But those lips can sing as well. Yet this is not so much about Jagger but the way Stones let the saxophone in on some of their more memorable songs, Emotional rescue, Brown sugar, Rip this joint, especially Can’t you hear me knocking. Bobby Keys, who passed away last year, lent an entirely new and phenomenal dimension to the Rolling Stones sound. You may have heard Keys in Lennon’s Whatever gets you through the night (Walls and Bridges). Saxophone is not unusual in rock and roll and blues and pop: Branford Marsalis played with Bruce Hornsby, Sting, and the Grateful Dead; Ornette Coleman guested with the Dead as well; Steely Dan roped in Wayne Shorter (Aja) who suffused some of Joni Mitchell’s songs as well with his sensibility; Chris Potter blew with Steely Dan (Two Against Nature). Michael Brecker with Billy Joel (Big Man on Mulberry Street), Dick Parry with Pink Floyd (Dark Side of the Moon). Gerry Rafferty (Baker Street), Al Stewart (Year of the Cat), and of course Bruce Springsteen was big on saxophone. I surely must have missed a few.

It is just that the Stones consistently used Bobby Keys to great effect. It was only after his death late last year that I found out what a colourful character he had been. He was hooked on to little blue, green, yellow pills, alcohol and weed, once getting caught in Hawai after a packet tumbled out of his saxophone at the customs.

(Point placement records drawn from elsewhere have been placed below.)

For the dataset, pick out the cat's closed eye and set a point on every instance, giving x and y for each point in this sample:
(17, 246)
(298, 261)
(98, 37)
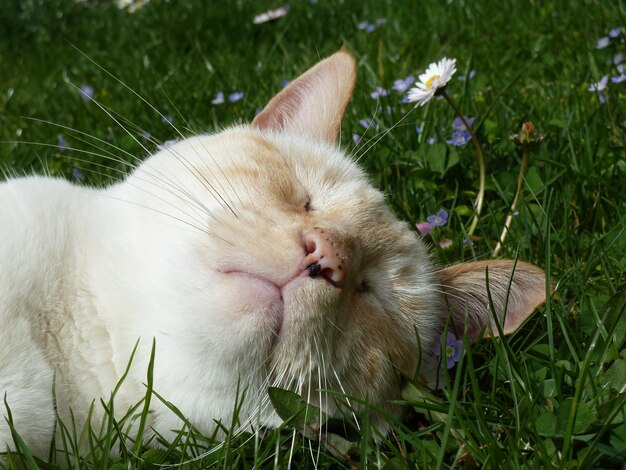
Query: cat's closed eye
(307, 205)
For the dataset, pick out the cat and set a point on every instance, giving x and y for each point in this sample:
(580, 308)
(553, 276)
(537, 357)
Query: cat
(257, 256)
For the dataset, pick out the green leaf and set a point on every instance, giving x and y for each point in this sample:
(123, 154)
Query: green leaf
(296, 412)
(584, 415)
(549, 388)
(464, 211)
(436, 157)
(615, 376)
(546, 424)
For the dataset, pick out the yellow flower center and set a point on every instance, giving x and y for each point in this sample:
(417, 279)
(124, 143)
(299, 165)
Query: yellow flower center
(429, 82)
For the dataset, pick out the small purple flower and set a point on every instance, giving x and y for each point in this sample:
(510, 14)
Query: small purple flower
(403, 84)
(219, 98)
(424, 228)
(439, 219)
(470, 75)
(445, 243)
(599, 87)
(458, 124)
(603, 42)
(62, 144)
(166, 144)
(452, 348)
(459, 138)
(77, 174)
(236, 96)
(86, 92)
(366, 26)
(379, 92)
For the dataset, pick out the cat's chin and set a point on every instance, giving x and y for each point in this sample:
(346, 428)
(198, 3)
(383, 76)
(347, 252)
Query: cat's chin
(268, 300)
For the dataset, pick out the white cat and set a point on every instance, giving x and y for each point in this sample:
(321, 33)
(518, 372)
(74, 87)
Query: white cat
(257, 256)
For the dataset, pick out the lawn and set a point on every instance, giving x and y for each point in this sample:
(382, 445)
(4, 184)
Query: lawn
(83, 85)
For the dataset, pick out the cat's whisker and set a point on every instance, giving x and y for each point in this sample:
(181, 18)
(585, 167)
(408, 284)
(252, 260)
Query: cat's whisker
(97, 139)
(347, 398)
(121, 82)
(382, 135)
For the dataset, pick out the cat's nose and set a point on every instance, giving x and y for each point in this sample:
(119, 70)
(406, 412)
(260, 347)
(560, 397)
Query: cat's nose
(327, 255)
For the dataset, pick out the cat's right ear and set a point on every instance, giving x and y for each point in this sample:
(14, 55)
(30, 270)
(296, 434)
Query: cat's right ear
(314, 103)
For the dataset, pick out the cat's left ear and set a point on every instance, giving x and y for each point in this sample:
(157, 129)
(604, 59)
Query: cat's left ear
(469, 287)
(314, 103)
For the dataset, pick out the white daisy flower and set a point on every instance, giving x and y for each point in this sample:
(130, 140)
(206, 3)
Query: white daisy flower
(435, 78)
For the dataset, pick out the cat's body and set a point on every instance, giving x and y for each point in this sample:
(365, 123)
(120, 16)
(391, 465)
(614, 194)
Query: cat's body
(258, 256)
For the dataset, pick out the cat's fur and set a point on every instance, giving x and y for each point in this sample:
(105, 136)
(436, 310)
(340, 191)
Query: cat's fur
(227, 249)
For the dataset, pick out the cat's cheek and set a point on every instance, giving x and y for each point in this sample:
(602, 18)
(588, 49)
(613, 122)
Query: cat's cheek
(252, 301)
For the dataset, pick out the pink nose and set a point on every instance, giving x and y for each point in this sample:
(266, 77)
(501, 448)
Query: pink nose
(326, 255)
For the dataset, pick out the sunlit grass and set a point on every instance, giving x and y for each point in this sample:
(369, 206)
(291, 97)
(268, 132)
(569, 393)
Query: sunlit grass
(550, 396)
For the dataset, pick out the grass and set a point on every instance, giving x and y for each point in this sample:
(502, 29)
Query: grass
(550, 396)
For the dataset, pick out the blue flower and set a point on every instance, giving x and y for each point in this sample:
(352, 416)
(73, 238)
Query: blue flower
(469, 75)
(403, 84)
(599, 87)
(458, 124)
(379, 92)
(452, 349)
(439, 219)
(459, 138)
(86, 92)
(366, 26)
(63, 144)
(236, 96)
(219, 98)
(603, 42)
(424, 228)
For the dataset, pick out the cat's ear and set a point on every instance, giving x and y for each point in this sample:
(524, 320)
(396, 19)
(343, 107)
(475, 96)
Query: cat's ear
(519, 286)
(314, 103)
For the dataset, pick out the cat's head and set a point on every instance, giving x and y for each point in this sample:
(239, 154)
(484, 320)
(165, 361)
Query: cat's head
(307, 280)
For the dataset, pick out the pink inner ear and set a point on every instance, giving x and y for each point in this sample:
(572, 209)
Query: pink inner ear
(314, 103)
(468, 294)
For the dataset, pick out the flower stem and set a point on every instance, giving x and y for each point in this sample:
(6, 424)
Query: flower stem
(478, 203)
(518, 192)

Keith Richards, the Stones guitarist and Bobby’s partner in crime, called him a depraved maniac: once Keith had gone looking for Bobby because he had to play in a concert and finally found him with a cigar between his lips in a bathtub filled with champagne. There was a French woman in the bathtub as well. (Bobby was to recount later that he couldn’t speak French and she couldn’t speak English.) When Keith asked Bobby to get out of the tub, Bobby asked him to Eff off. Afterwards Mick Jagger wouldn’t let him play with the Stones for 10 years. Such a loss. I haven’t read his autobiography Every Night Is Saturday Night, but when I read it I am sure it will confirm that Bobby Keys occasionally played the saxophone as well.